The cables, sent to embassies in the Middle East, Eastern Europe, Latin America and the United States mission to the United Nations, provide no evidence that American diplomats are actively trying to steal the secrets of foreign countries, work that is traditionally the preserve of the nation's spy agencies. While the State Department has long provided information about foreign officials' duties to the Central Intelligence Agency to help build biographical profiles, the more intrusive personal information diplomats are now being asked to gather could be used by the National Security Agency for data mining and surveillance operations. A frequent-flier number, for example, could be used to track the travel plans of foreign officials.
Several of the cables also asked diplomats for details about the telecommunications networks supporting the military and intelligence agencies of foreign countries.
The United States regularly puts undercover intelligence officers in foreign countries posing as diplomats, but the vast majority of diplomats are not spies. Several retired ambassadors, told about the information-gathering assignments disclosed in the cables, expressed concern that State Department employees abroad could routinely come under suspicion of spying and find it difficult to carry out their work or even risk expulsion.
Ronald E. Neumann, a former American ambassador to Afghanistan, Algeria and Bahrain, said that Washington was constantly sending requests for voluminous information about foreign countries. But he said he was puzzled about why Foreign Service officers -- who are not trained in clandestine collection methods -- would be asked to gather information like credit card numbers.
"My concerns would be, first of all, whether the person could do this responsibly without getting us into trouble," he said. "And, secondly, how much effort a person put into this at the expense of his or her regular duties."
The requests made to State Department employees have come at a time when the nation's spy agencies are struggling to meet the demands of two wars and a global hunt for militants.
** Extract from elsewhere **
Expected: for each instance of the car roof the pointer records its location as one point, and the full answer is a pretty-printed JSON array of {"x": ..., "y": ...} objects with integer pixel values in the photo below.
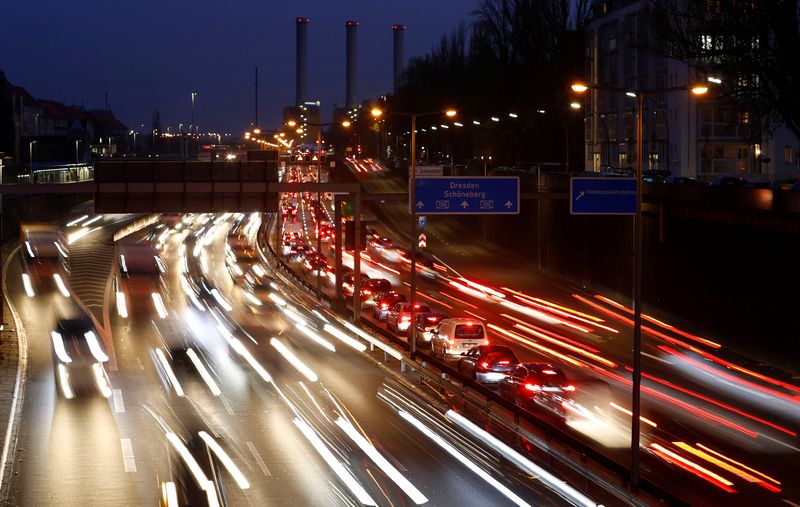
[{"x": 463, "y": 320}]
The Pentagon has also sharply expanded its intelligence work outside of war zones, sending teams of Special Operations troops to American embassies abroad to gather information about militant networks in various countries.
Unlike the thousands of cables, originally obtained by the anti-secrecy group WikiLeaks, that were sent from far-flung embassies to State Department headquarters, the roughly half-dozen cables from 2008 and 2009 detailing the more aggressive intelligence collection were sent from Washington and signed by Secretaries of State Condoleezza Rice and Hillary Rodham Clinton.
One of the cables, signed by Secretary Clinton, lists information-gathering priorities to American staff members at the United Nations headquarters in New York, including "biographic and biometric information on ranking North Korean diplomats."
While several international treaties prohibit spying at the United Nations, it is an open secret that countries try nevertheless. In one embarrassing episode in 2004, a British official revealed that the United States and Britain eavesdropped on the conversations of Secretary General Kofi Annan of the United Nations in the weeks before the invasion of Iraq in 2003.
The requests for more personal data about foreign officials were included in several cables requesting all manner of information from posts overseas, information that would seem to be the typical business of diplomats.
State Department officials in Asunción, Paraguay, were asked in March 2008 about the presence of Al Qaeda, Hezbollah and Hamas in the lawless "Tri-Border" area of Paraguay, Brazil and Argentina. Diplomats in Rwanda and the Democratic Republic of Congo were asked in April 2009 about crop yields, rates of H.I.V. contraction and China's quest for copper, cobalt and oil in Africa.
In a cable sent to the American Embassy in Sofia, Bulgaria, in June 2009, the State Department requested information about the Bulgarian government's efforts to crack down on money laundering and drug trafficking and for "details about personal relations between Bulgarian leaders and Russian officials or businessmen."
And a cable sent on Oct. 31, 2008, to the embassies in Israel, Jordan, Egypt and elsewhere asked for information on "Palestinian issues," including "Palestinian plans, intentions and efforts to influence US positions on the Palestinian-Israeli negotiations." To get both sides, the State Department also sought information on "Israeli leadership intentions and strategy toward managing the US relationship."